ABNORMAL THYROID TESTS IN PREGNANCY

QUESTION- Mrs. S is a 28 year old female with no significant past medical history, who is at 27 weeks gestation. Her pregnancy to date has been normal, some nausea during the first trimester, but she has put on an appropriate amount of weight and is tolerating foods well. Her thyroid function tests done are as follows:


8/17/04:
TSH: 0.046 (low )
T4: 9.9
T3 Uptake: 16.1( low)
Free thyroxine index: 1.6

8/24/04
TSH: 0.20 (0.34-5.60)
FT4: 0.50 (0.58-1.64)
FT3:2.6 (2.3-4.2)

8/26/04
TSH; 0.246 (0.350-5.500)
FT4: 0.88 (0.89-1.80)
FT3: 2.4 (2.3-4.2)

The patient has a normal thyroid on exam and no clinical features of hyper or hypothyroidism. Does she have secondary hypothyroidism? If so how do I work her up in pregnancy?

Thank You,
Bindubalbalan@aol.com

RESPONSE- Typically the elevated hCG levels in early pregnancy can suppress the TSH modestly. Also, free T4 or T3 assays may perfrom erratically in the presence of high TBG, which your patient should have. Please check the total T4, and the TSH again. Total T4 should be elevated.
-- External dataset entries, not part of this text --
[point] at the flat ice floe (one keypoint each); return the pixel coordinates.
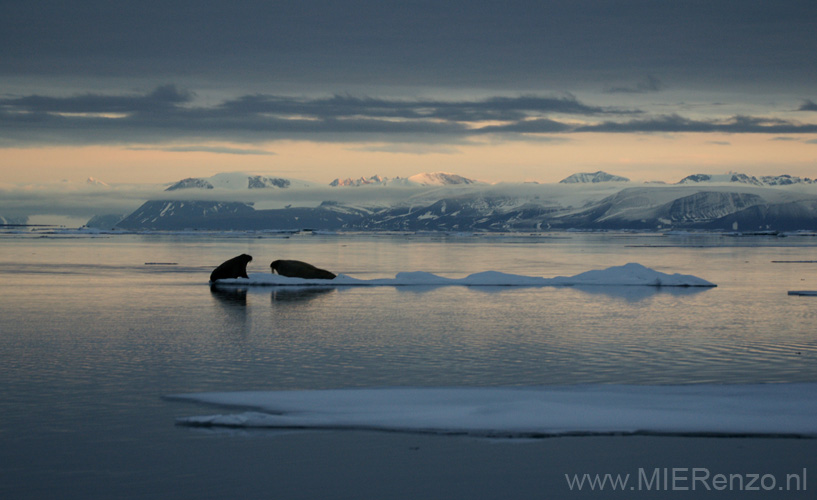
(626, 275)
(704, 410)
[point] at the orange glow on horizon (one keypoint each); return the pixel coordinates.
(639, 157)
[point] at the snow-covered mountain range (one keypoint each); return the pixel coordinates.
(449, 202)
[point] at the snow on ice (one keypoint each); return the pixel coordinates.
(706, 410)
(626, 275)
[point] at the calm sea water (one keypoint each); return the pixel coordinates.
(95, 330)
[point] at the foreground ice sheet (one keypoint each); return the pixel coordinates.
(728, 410)
(628, 274)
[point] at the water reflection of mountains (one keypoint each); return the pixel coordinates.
(232, 296)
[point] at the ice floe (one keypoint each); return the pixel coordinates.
(626, 275)
(705, 410)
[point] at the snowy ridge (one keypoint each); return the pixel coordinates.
(765, 180)
(627, 275)
(440, 179)
(584, 178)
(707, 410)
(236, 181)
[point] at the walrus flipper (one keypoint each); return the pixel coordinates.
(298, 269)
(233, 268)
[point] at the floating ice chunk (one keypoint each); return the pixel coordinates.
(631, 274)
(626, 275)
(768, 409)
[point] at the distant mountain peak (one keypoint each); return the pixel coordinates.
(594, 177)
(440, 179)
(734, 177)
(231, 180)
(424, 179)
(96, 182)
(376, 180)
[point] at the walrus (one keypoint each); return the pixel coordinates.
(298, 269)
(233, 268)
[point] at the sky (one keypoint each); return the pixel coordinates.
(156, 91)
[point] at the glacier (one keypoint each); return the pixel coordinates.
(513, 412)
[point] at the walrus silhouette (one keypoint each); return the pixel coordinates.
(298, 269)
(233, 268)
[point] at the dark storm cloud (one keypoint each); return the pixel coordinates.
(650, 83)
(679, 124)
(169, 114)
(482, 43)
(162, 98)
Probably she is well, and the tests are a bit off for these reasons.

Kind regards,
L De Groot,MD


NORMAL THYROID TESTS EXCEPT FOR ELEVATED RT3

QUESTION-I am a physician who practice in El Paso, TX. I just got a patient complaining of fatigue with the following thyroid panel results:

TSH - 2.04 uIU/mL
T4 Total - 8.55 ug/dL (4.87 - 11.72)
T Uptake - 43.3 % (32 - 51)
Free Tiroxine Index - 9.26 ug/dL (5.93 - 13.13)
T3 Total - 1.03 ng/ml (0.58 - 1.59)
T3 Free - 2.90 pg/ml (1.7 - 3.7)
T4 Free - 1.37 ng/dL (0.70 - 1.48)
Thyroglobulin Autoantibodies - 14 U/mL (Reference range <60)
Thyroid Peroxidase Autoantibodies - 19 U/mL (Reference range <60)
Reverse T3 - 741 pg/ml (90 - 350)

All of the above tests were within range except Reverse T3 (normal ranges-90 to 350 pg/mL). I also read in some articles that TSH levels above 2.0 could be a sign of hypothyroidism. Do you colleagues think that a T3 thyroid replacement will benefit my patient in his fatigue?. Also any idea of why he got high Reverse T3 values?. He is currently taking the following drugs:

Amytriptiline: 125mg daily
Pherpenazine: 4mg daily
Indera (propanolol): 20mg daily

As fas as depression, he is now very stable and no showing signs or symptoms of depression.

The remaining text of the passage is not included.